Final Report

Video

Project Summary

The goal of our project was the creation of an agent which could find and catch pigs using only image input. The environment is limited to a 5x9 rectangle riddled with barriers and lava. The goal is for our agent to track and reach pigs before falling victim to traps or running out of time. The agent is measured in its reliability of killing pigs, in the time it takes to kill pigs, and the number of times it dies. Agents and baselines alike automatically hit pigs within its line-of-sight with a diamond axe to denote it reaching its goal. Two swift strikes of the axe slay the (virtual) beast!
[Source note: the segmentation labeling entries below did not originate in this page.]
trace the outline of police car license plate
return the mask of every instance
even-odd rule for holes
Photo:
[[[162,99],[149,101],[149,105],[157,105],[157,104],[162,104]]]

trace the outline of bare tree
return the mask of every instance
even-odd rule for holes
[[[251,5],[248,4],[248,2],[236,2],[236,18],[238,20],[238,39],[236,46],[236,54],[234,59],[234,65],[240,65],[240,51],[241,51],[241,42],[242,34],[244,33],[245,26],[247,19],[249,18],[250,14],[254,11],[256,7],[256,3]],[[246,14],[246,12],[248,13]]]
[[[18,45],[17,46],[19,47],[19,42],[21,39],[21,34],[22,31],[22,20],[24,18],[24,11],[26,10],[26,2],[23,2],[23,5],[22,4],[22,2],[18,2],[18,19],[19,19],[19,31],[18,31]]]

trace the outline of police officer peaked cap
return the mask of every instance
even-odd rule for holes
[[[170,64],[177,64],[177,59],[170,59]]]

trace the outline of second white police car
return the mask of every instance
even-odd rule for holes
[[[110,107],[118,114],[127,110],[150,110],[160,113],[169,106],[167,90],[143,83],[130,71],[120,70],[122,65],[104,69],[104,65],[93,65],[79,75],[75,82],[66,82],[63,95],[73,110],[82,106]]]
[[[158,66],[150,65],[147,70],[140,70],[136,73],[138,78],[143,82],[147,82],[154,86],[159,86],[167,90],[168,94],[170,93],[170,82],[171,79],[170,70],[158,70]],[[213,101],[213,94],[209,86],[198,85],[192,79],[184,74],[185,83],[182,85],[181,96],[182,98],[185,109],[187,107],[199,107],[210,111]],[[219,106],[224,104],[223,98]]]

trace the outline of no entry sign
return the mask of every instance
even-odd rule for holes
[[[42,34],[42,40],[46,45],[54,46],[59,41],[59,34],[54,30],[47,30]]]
When in uncluttered environments, the problem is fairly simple to solve: a perfect agent in this case would turn to locate a pig and walk straight towards it. Once lava, trees, and blocks are introduced, it becomes difficult for simpler agents to manage unexpected obstacle arrangements. This project also has myriad parallels in ongoing areas of research, such as how to train search and rescue robots to navigate rubble after natural disasters or self-driving car obstacle avoidance. Though this application is simpler and virtual, removing some variables, it is clear that problems such as these require more than naive implementations of path-finding algorithms. In our problem setup, we are careful to not give our AI more than a realistic agent might get - no descriptions of specific obstacles or how/where they appear. In the environment riddled with obstacles, a perfect AI would perform akin to a floodfill depth first search with a heuristic towards the pig’s exact location, hit it, and track it through any of it’s panicked movements.

Approaches

Introduction

The crux of the project is the use of colormap video frames. These are video frames which have blocks and entities colored uniformly in unique colors to simplify vision tasks. When considering the real world, it is akin to having an object detection/classification system to operate on image data before using it as input.

Baselines

Our project evaluates the performance of two baselines: one which moves randomly in our environment without taking into account the observations at all, and one which uses the pig pixels’ relative position on the screen to naively turn and walk towards it by centering the pig.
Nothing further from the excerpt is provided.